ABOUT LA TRIENAL CURATORS

Elia Alba is a multidisciplinary artist, who works in sculpture, photography and video. She has exhibited at El Museo del Barrio, New York; Stedelijk Museum, Amsterdam; Smithsonian Museum of Art, Washington D.C.; Perez Art Museum Miami; National Museum of Art, Reina Sofía, Madrid; and the 10th Havana Biennial. Alba has received the Studio Museum in Harlem Artist-in Residence Program; the Joan Mitchell Foundation Grant and most recently the Anonymous Was A Woman award. A published author, her recent book, Elia Alba, The Supper Club, (Hirmer, June 2019), critically acclaimed by The New York Times and produced by the Shelley and Donald Rubin Foundation, brought together artists, scholars and performers of diasporic cultures to examine race and culture in the United States through photography, food and dialogue.

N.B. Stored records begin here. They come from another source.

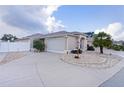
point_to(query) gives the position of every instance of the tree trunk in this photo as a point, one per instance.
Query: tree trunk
(101, 49)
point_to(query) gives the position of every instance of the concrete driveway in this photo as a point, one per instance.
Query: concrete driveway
(46, 69)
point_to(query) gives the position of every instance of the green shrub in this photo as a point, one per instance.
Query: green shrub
(39, 45)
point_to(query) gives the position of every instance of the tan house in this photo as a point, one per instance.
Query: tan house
(60, 42)
(64, 42)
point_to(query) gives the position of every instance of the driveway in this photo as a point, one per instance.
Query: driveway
(46, 69)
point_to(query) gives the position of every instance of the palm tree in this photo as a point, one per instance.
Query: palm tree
(102, 40)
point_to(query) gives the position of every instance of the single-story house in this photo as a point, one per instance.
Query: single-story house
(63, 42)
(60, 42)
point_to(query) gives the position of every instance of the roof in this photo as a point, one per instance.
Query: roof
(55, 34)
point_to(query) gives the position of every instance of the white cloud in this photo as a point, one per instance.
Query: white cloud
(116, 30)
(25, 20)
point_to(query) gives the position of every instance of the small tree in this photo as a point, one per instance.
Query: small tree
(39, 45)
(102, 40)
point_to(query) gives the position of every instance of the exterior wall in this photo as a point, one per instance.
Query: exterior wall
(55, 44)
(72, 43)
(63, 44)
(15, 46)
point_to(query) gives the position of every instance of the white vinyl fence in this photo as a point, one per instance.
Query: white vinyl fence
(14, 46)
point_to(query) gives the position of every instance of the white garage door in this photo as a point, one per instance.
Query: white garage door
(55, 45)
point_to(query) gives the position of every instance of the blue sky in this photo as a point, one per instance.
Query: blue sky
(89, 18)
(22, 20)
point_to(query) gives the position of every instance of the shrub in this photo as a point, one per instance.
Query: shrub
(118, 47)
(76, 51)
(39, 45)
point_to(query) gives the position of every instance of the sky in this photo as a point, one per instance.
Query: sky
(26, 20)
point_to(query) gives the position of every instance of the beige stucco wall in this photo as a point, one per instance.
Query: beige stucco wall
(55, 44)
(72, 43)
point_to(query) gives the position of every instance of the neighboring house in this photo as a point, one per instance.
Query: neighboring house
(90, 38)
(60, 42)
(18, 45)
(63, 42)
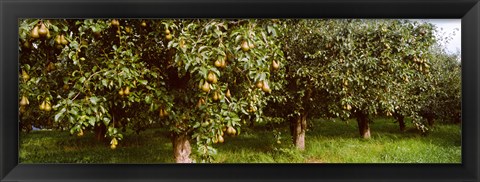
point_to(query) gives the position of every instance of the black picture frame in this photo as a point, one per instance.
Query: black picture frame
(467, 10)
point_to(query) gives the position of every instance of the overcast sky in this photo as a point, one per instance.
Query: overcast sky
(449, 28)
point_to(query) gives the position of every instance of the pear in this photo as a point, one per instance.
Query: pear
(50, 66)
(43, 30)
(223, 63)
(245, 46)
(212, 78)
(80, 134)
(26, 44)
(58, 40)
(128, 29)
(48, 107)
(25, 75)
(251, 46)
(200, 102)
(114, 141)
(206, 87)
(115, 23)
(121, 92)
(42, 106)
(24, 101)
(266, 88)
(231, 130)
(168, 37)
(259, 84)
(162, 113)
(220, 139)
(275, 65)
(216, 96)
(218, 63)
(34, 33)
(349, 107)
(127, 91)
(228, 95)
(63, 40)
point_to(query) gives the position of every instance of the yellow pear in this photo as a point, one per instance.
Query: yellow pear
(34, 33)
(206, 87)
(228, 95)
(25, 76)
(42, 106)
(245, 46)
(266, 88)
(24, 101)
(115, 22)
(48, 107)
(259, 84)
(43, 30)
(275, 65)
(121, 92)
(231, 131)
(168, 37)
(220, 139)
(212, 78)
(63, 40)
(127, 91)
(216, 96)
(218, 63)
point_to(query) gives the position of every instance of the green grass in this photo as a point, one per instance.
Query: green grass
(326, 142)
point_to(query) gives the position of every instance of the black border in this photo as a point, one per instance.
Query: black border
(468, 10)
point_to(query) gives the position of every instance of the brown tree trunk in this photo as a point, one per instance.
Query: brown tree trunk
(100, 131)
(298, 129)
(401, 122)
(363, 125)
(181, 148)
(430, 120)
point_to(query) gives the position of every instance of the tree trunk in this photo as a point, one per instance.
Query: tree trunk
(401, 122)
(363, 125)
(100, 131)
(181, 148)
(298, 127)
(430, 120)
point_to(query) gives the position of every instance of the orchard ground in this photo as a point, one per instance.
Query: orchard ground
(328, 141)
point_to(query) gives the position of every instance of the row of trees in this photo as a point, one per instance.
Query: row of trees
(200, 78)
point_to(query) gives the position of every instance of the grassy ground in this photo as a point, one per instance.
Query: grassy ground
(326, 142)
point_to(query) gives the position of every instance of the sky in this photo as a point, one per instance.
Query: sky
(450, 28)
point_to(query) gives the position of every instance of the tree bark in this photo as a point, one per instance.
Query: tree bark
(298, 128)
(363, 125)
(430, 120)
(100, 131)
(181, 148)
(401, 121)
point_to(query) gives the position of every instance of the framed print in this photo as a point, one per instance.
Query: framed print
(240, 90)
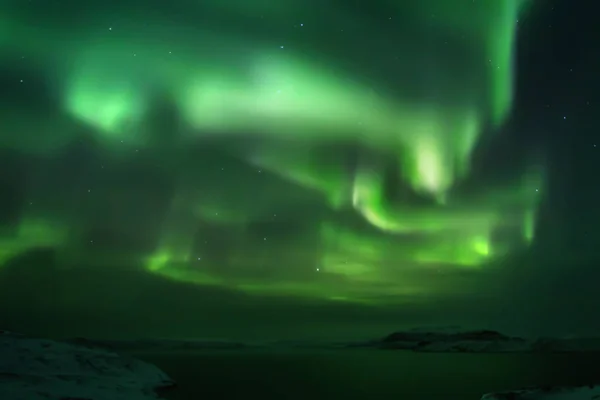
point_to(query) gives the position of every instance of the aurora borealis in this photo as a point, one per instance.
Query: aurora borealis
(325, 151)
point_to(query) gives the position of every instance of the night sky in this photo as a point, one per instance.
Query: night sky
(298, 168)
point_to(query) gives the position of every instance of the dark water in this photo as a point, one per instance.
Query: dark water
(363, 374)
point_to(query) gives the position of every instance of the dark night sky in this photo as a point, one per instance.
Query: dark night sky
(298, 169)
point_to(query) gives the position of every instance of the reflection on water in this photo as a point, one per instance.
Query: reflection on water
(364, 374)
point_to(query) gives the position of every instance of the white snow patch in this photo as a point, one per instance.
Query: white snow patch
(39, 369)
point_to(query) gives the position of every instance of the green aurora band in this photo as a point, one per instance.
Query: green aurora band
(284, 86)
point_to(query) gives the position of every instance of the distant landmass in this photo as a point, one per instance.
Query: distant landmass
(41, 369)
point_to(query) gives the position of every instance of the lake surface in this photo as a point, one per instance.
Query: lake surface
(363, 373)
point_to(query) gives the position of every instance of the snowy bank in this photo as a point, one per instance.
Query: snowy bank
(39, 369)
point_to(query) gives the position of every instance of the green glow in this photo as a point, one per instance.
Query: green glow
(381, 160)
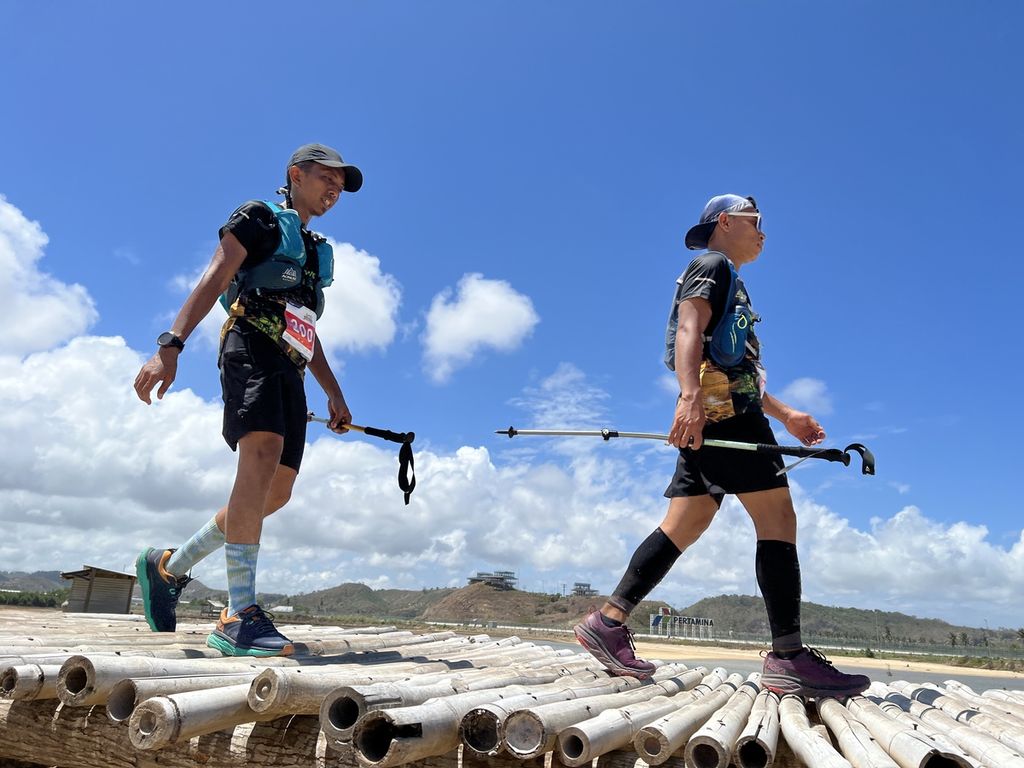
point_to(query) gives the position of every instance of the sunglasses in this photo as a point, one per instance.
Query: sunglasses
(756, 215)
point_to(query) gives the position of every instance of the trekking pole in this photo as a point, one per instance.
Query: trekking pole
(805, 453)
(407, 463)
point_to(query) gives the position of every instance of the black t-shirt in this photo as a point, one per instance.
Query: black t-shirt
(727, 391)
(256, 227)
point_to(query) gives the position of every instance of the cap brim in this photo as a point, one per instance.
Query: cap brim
(698, 236)
(353, 176)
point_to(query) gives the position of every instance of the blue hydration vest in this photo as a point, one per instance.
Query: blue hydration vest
(284, 269)
(727, 343)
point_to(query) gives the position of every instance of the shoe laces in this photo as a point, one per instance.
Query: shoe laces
(819, 657)
(260, 620)
(627, 633)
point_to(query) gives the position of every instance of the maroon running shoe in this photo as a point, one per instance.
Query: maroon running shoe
(809, 674)
(612, 646)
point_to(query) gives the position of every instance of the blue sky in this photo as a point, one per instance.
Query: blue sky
(530, 169)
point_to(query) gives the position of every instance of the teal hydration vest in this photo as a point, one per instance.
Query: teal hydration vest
(727, 343)
(284, 270)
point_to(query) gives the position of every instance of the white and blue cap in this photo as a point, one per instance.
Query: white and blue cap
(699, 233)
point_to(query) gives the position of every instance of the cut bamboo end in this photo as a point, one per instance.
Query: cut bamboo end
(480, 732)
(524, 734)
(340, 712)
(29, 681)
(75, 681)
(154, 724)
(651, 745)
(373, 738)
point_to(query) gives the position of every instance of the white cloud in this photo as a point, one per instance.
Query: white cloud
(360, 310)
(483, 313)
(88, 474)
(41, 311)
(808, 394)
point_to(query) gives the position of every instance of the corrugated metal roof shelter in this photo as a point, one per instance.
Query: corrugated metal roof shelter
(95, 590)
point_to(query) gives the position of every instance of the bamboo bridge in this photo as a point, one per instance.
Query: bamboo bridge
(102, 691)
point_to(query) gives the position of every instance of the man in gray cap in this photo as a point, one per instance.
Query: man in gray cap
(712, 348)
(269, 272)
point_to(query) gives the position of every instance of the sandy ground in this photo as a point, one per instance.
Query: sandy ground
(671, 651)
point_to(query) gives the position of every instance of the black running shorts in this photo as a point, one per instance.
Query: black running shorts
(720, 471)
(262, 391)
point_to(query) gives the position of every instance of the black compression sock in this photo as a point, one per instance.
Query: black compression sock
(647, 567)
(778, 576)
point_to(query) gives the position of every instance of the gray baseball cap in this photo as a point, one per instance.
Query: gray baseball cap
(326, 156)
(699, 233)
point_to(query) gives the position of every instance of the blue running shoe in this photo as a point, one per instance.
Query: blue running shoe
(160, 589)
(249, 633)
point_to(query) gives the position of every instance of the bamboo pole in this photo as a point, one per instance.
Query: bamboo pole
(855, 740)
(534, 730)
(301, 691)
(1005, 728)
(343, 707)
(1004, 695)
(909, 747)
(166, 720)
(810, 745)
(387, 737)
(713, 744)
(983, 747)
(46, 733)
(658, 740)
(29, 681)
(896, 713)
(629, 759)
(1008, 710)
(481, 728)
(130, 692)
(757, 744)
(85, 681)
(403, 734)
(609, 730)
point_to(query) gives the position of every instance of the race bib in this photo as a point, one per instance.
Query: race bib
(300, 330)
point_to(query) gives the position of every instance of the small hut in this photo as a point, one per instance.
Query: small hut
(95, 590)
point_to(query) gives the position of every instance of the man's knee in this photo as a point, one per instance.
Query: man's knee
(275, 501)
(260, 449)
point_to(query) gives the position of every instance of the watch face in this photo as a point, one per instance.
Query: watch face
(167, 339)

Rodrigo Moura is a curator, writer and editor working in contemporary and modern art and currently serving as Chief Curator at El Museo del Barrio, New York. As the Adjunct Curator of Brazilian Art at Museu de Arte de São Paulo Assis Chateaubriand between 2016 and 2019, he curated and co-curated exhibitions such as Djanira: Picturing Brazil (2019), Melvin Edwards: Lynch Fragments (2018), Who’s afraid of Teresinha Soares? (2017), and Portinari Popular (2016). Prior to this, he was the Artistic Director of Instituto Inhotim (Minas Gerais, Brasil) between 2014 and 2015, where he also worked as a curator between 2004 and 2013. Independently, he has curated critically acclaimed exhibitions such as Time Kills: Moving Image from the Julia Stoscheck Collection (Sesc Paulista, 2019), Visiones de la tierra / El Mundo Planeado: Coleccion Luis Paulo Montenegro (Santander Art Room, Madrid, 2018), Mauro Restiffe: Album (Pinacoteca de São Paulo, 2017), DOUBLES, DOBROS, PLIEGUES, PARES, TWINS, MITADES (The Warehouse, Dallas, 2017), artevida (several venues, Rio de Janeiro, 2014) and LINES (Hauser & Wirth Zurich, 2014), among several others.

Susanna Temkin is a Curator at El Museo del Barrio, where she most recently organized the museum’s fiftieth anniversary exhibition, Culture and the People: El Museo del Barrio, 1969-2019, drawing from objects from the Permanent Collection. Prior to this, she served as Assistant Curator at Americas Society in New York, as well as the research and archive specialist at the Cecilia de Torres, Ltd., where she assisted in co-authoring the digital catalogue raisonné of artist Joaquín TorresGarcía. Temkin earned her master’s and PhD degrees from the Institute of Fine Arts, New York University, where her research concentrated on modern art in the Americas, with a focus on Cuba. She has published essays and reviews in the Rutgers Art Review, Burlington Magazine, and Hemispheres, and authored the chronology of Concrete Cuba: Cuba Geometric Abstraction from the 1950s, produced by David Zwirner Books.